# ISPconfig 3.1.3 + letsencrypt und Ubuntu 16.04.2 LTS



## proxykermit (24. Mai 2017)

Hallo zusammen,
bin so langsam am durchdrehen.
*Kurz*: ich schaffe es nicht per ISPconfig-Backend die letsencrypt zertifikate automatisch zu erstellen.
*Lang: *Nach den hier vorhandenen Anleitungen - sowohl für die 16.04 als auch die 17.04 (beides getestet um sicher zu gehen, die 16.04 mit mehreren Versuchen), sobald alles installiert ist, rufe ich das Backend von ISPconfig 3.1.3 auf und erstelle einen Client, dieser bekommt eine Website mit meiner Domain. Das ist auch die Domain für das ISPconfig Backend. Ohne auto "www".
Ich aktiviere auf der ersten Registerkarte SSL + Let's Encrypt. Das Backend zeigt einen "update Job" unter Monitoring an. Es passiert aber nichts. Es gibt weder unter */etc/letsencrypt* irgendwelche Einträge wie *../live/domain.tld/..*.  Auch unter */var/log/* gibt es _keinen_ letsencrypt Ordner. Nachdem der Update-Job gelaufen ist, sind die Checkboxen für SSL und Letsencrypt wieder leer - also nicht aktiv.

Wie hier beschrieben: https://www.howtoforge.com/community/threads/lets-encrypt-error-faq.74179/ habe ich bereits alles soweit geprüft. Die Domain ist von extern erreichbar - sowohl die http Version als auch die SSL mit dem 8080 Port für das Backend.

Aktuell habe ich ispconfig_update.sh auf "git-stable" ausgeführt - inklusive rekonfiguration der Dienste. Auch keine Änderung. Automatisch wird einfach nichts erstellt.
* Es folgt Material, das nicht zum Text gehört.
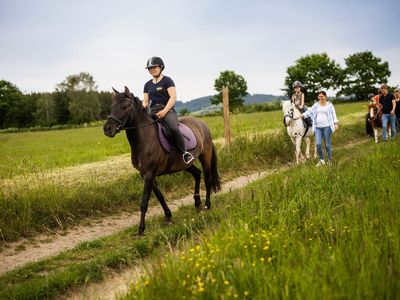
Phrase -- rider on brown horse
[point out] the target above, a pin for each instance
(160, 93)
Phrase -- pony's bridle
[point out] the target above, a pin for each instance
(121, 123)
(290, 115)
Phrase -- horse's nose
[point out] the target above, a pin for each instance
(106, 127)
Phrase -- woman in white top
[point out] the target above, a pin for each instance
(325, 123)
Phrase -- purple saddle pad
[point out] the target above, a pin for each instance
(187, 134)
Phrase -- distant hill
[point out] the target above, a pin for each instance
(199, 103)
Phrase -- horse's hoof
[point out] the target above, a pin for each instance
(168, 222)
(139, 235)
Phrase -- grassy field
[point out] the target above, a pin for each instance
(37, 203)
(35, 152)
(314, 233)
(31, 206)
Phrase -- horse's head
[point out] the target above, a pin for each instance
(122, 112)
(288, 112)
(373, 109)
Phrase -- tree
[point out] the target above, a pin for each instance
(316, 72)
(76, 99)
(362, 73)
(84, 106)
(45, 112)
(78, 82)
(16, 109)
(237, 89)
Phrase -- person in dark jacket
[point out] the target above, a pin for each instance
(388, 103)
(160, 94)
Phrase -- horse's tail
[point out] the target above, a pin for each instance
(215, 180)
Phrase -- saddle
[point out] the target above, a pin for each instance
(307, 122)
(165, 136)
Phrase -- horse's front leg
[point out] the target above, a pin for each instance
(299, 155)
(295, 144)
(196, 173)
(307, 147)
(160, 197)
(148, 185)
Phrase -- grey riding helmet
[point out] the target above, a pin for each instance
(297, 84)
(155, 62)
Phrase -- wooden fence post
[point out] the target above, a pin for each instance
(225, 101)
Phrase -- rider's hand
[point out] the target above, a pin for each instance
(161, 114)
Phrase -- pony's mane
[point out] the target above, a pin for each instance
(285, 105)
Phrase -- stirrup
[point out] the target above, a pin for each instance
(190, 159)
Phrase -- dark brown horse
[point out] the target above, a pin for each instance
(151, 160)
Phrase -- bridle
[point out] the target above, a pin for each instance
(290, 115)
(121, 123)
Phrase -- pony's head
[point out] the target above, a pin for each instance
(286, 106)
(288, 111)
(122, 112)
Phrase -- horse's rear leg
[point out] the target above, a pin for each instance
(148, 186)
(197, 176)
(162, 201)
(308, 142)
(206, 165)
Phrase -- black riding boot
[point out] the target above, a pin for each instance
(171, 119)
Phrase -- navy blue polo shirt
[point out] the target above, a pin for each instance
(386, 102)
(158, 92)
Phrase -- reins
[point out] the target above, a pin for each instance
(121, 125)
(140, 126)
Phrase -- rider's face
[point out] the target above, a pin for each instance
(154, 71)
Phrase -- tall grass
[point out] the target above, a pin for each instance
(35, 152)
(310, 233)
(26, 209)
(306, 233)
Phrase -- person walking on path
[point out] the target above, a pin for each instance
(325, 122)
(388, 102)
(397, 109)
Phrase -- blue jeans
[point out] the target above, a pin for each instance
(326, 133)
(385, 119)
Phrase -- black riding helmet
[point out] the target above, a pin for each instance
(154, 62)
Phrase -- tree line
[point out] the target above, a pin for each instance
(362, 75)
(76, 99)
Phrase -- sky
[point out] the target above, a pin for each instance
(44, 41)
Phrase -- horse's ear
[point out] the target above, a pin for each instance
(127, 92)
(115, 91)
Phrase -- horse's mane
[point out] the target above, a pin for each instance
(285, 105)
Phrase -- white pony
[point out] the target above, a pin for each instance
(296, 130)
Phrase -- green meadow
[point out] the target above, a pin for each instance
(36, 200)
(35, 152)
(305, 233)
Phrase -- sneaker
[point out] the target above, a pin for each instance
(187, 157)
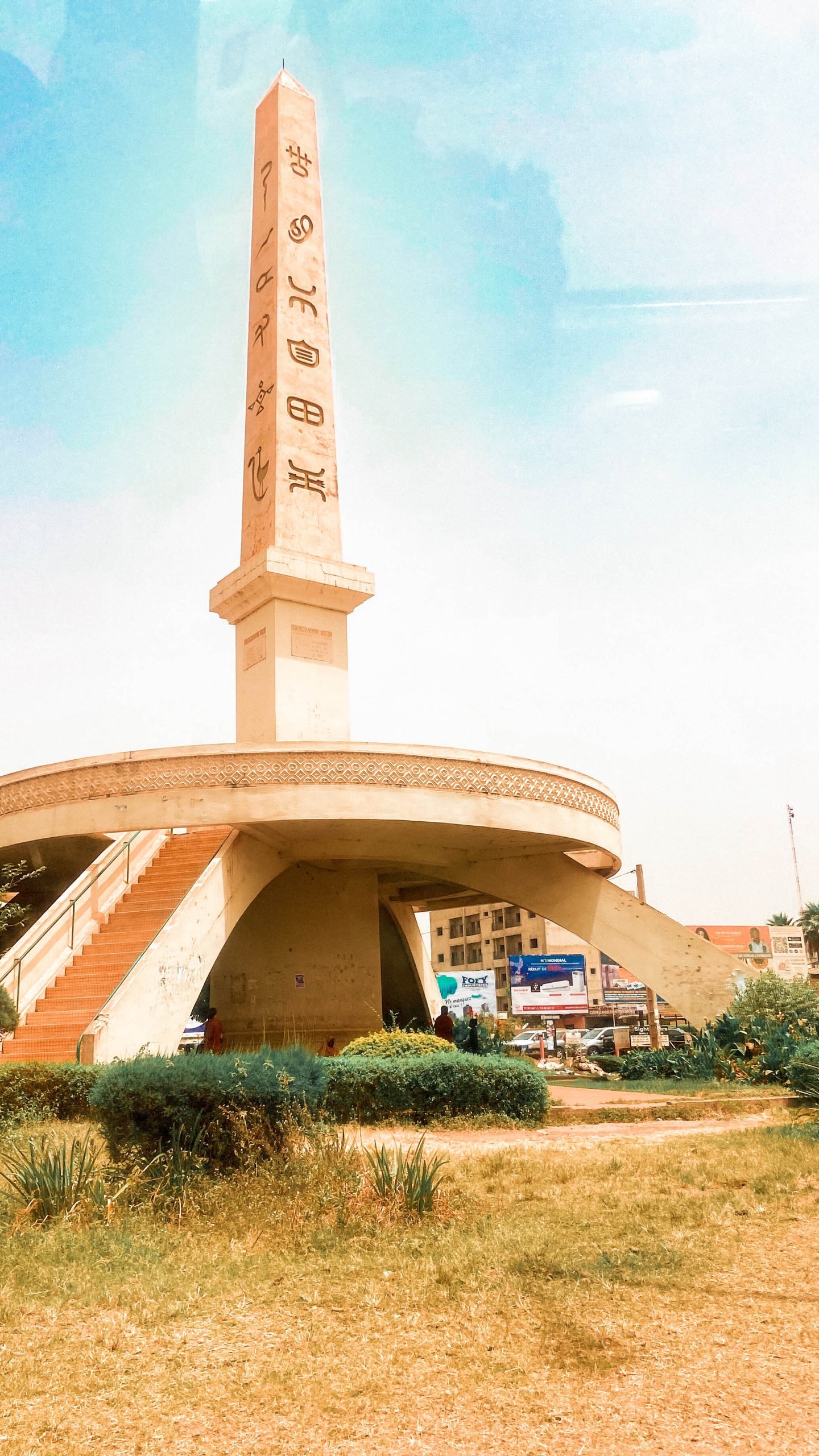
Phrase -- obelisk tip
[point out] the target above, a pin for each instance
(286, 79)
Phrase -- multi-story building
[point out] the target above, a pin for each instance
(487, 935)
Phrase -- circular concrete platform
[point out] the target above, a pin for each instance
(325, 801)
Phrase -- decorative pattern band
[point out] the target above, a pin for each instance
(219, 771)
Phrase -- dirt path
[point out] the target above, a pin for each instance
(608, 1095)
(470, 1142)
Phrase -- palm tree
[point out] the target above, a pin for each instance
(809, 922)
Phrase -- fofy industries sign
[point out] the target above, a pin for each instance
(468, 991)
(548, 983)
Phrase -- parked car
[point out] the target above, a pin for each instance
(528, 1043)
(193, 1037)
(601, 1040)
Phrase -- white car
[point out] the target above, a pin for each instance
(193, 1037)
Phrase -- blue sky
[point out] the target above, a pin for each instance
(573, 295)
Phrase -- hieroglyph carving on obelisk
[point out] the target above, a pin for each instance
(291, 478)
(292, 593)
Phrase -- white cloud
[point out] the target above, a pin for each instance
(630, 399)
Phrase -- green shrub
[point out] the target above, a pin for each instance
(235, 1107)
(804, 1070)
(605, 1062)
(397, 1043)
(51, 1180)
(372, 1090)
(771, 998)
(42, 1091)
(8, 1012)
(690, 1064)
(408, 1178)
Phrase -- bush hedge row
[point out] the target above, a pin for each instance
(398, 1044)
(222, 1104)
(372, 1090)
(228, 1103)
(40, 1091)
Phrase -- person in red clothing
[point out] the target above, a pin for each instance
(214, 1033)
(444, 1025)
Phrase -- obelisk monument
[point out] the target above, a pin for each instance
(292, 593)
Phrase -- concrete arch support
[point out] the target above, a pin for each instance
(690, 973)
(152, 1004)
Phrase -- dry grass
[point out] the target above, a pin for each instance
(656, 1298)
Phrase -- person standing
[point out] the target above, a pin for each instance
(214, 1031)
(444, 1025)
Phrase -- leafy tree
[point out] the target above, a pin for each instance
(11, 878)
(795, 1004)
(809, 922)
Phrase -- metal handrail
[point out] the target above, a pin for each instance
(16, 965)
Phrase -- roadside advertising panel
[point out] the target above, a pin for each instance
(544, 985)
(761, 947)
(750, 942)
(464, 991)
(789, 953)
(623, 989)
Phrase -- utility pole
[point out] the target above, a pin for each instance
(795, 861)
(655, 1036)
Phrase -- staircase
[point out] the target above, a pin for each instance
(57, 1021)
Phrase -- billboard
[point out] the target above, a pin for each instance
(621, 987)
(548, 985)
(761, 947)
(473, 991)
(748, 942)
(789, 954)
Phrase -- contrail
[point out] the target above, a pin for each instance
(703, 303)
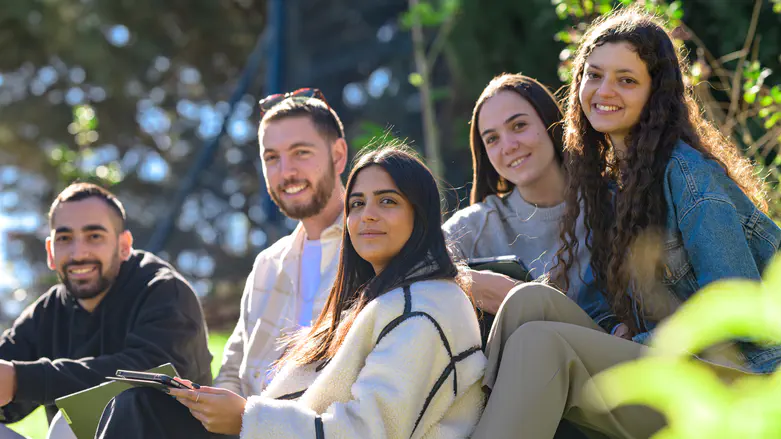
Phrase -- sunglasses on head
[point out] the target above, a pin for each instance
(270, 101)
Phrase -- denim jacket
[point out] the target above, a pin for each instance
(713, 231)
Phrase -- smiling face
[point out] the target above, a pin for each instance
(614, 89)
(380, 219)
(516, 141)
(85, 248)
(298, 166)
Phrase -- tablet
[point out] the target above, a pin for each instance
(82, 410)
(158, 381)
(508, 265)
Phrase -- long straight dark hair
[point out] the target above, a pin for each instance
(423, 257)
(485, 180)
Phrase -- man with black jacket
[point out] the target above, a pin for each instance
(115, 308)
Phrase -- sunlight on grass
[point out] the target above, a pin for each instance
(35, 426)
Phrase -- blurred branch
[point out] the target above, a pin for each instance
(738, 74)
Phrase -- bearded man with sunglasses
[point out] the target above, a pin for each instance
(303, 152)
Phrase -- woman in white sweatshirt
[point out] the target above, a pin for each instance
(396, 351)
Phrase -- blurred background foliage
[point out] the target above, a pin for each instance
(128, 93)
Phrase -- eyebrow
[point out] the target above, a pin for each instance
(508, 120)
(379, 192)
(293, 146)
(594, 66)
(87, 228)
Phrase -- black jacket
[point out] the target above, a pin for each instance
(150, 316)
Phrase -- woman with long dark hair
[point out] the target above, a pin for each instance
(395, 353)
(517, 198)
(670, 207)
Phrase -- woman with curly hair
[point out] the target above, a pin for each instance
(670, 207)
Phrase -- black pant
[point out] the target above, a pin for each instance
(142, 413)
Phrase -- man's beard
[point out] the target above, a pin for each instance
(93, 288)
(323, 190)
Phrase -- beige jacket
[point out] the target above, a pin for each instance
(269, 308)
(410, 367)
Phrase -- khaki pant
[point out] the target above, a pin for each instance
(541, 351)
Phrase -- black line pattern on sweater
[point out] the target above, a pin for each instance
(451, 367)
(294, 395)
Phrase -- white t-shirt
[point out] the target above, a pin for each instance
(309, 281)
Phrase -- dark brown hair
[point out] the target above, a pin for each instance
(324, 118)
(670, 115)
(485, 180)
(81, 191)
(424, 256)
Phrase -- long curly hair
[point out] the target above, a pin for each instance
(485, 180)
(614, 219)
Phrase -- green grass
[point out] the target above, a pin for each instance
(35, 426)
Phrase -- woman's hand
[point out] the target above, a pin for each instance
(219, 410)
(622, 331)
(489, 289)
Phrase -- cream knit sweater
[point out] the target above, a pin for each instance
(410, 367)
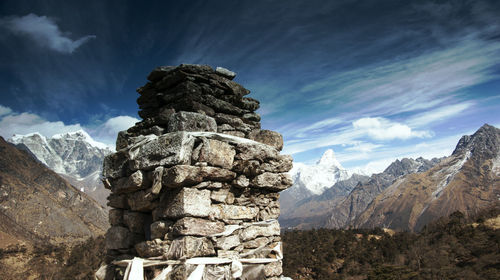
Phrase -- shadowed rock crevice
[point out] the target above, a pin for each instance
(197, 177)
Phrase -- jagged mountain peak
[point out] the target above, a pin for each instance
(484, 142)
(406, 166)
(74, 155)
(80, 135)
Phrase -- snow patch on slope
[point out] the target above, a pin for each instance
(450, 173)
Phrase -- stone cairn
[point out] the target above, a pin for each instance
(195, 184)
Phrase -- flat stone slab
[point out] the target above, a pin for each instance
(197, 227)
(264, 229)
(186, 202)
(234, 212)
(166, 150)
(188, 175)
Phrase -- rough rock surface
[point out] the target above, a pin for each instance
(197, 177)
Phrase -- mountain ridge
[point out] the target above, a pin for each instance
(37, 205)
(74, 155)
(466, 181)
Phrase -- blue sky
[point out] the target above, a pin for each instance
(373, 80)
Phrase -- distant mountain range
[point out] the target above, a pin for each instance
(467, 181)
(38, 206)
(74, 155)
(407, 194)
(312, 180)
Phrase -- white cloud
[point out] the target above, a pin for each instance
(438, 115)
(363, 147)
(379, 159)
(108, 131)
(27, 123)
(317, 127)
(411, 84)
(14, 123)
(4, 110)
(383, 129)
(44, 31)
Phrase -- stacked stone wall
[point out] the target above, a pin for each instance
(197, 177)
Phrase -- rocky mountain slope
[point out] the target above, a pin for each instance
(356, 202)
(314, 210)
(75, 156)
(311, 180)
(466, 181)
(37, 205)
Wenn ich nun letsencrypt von Hand ausführe mit:
*letsencrypt certonly -d domain.tld --apache --agree-tos -m email@adresse.de*
domain.tld und Email - natürlich mit den passenden Werten.
werden die Zertifikate erstellt, samt den Verzeichnissen /etc/letsencrypt/live/domain.tld usw - inklusive entsprechenden log einträgen unter /var/log/letsencrypt

Wenn ich nun das Zertifikat per ln -s verlinke funktioniert es dann - allerdings ist es nicht das was ich erreichen wollte - die Zertifikate automatisch durch ISPconfig zu erstellen und auch zu erneuern.

Hat irgendjemand eine Idee was ich falsch mache? So viel kann es ja nicht sein, wenn die manuelle Ausführung ohne Probleme funktiniert. Auch ein neues Aufsetzen des Servers ist kein Problem - habe einen Snapshot vor dem Schritt 8 der Anleitung.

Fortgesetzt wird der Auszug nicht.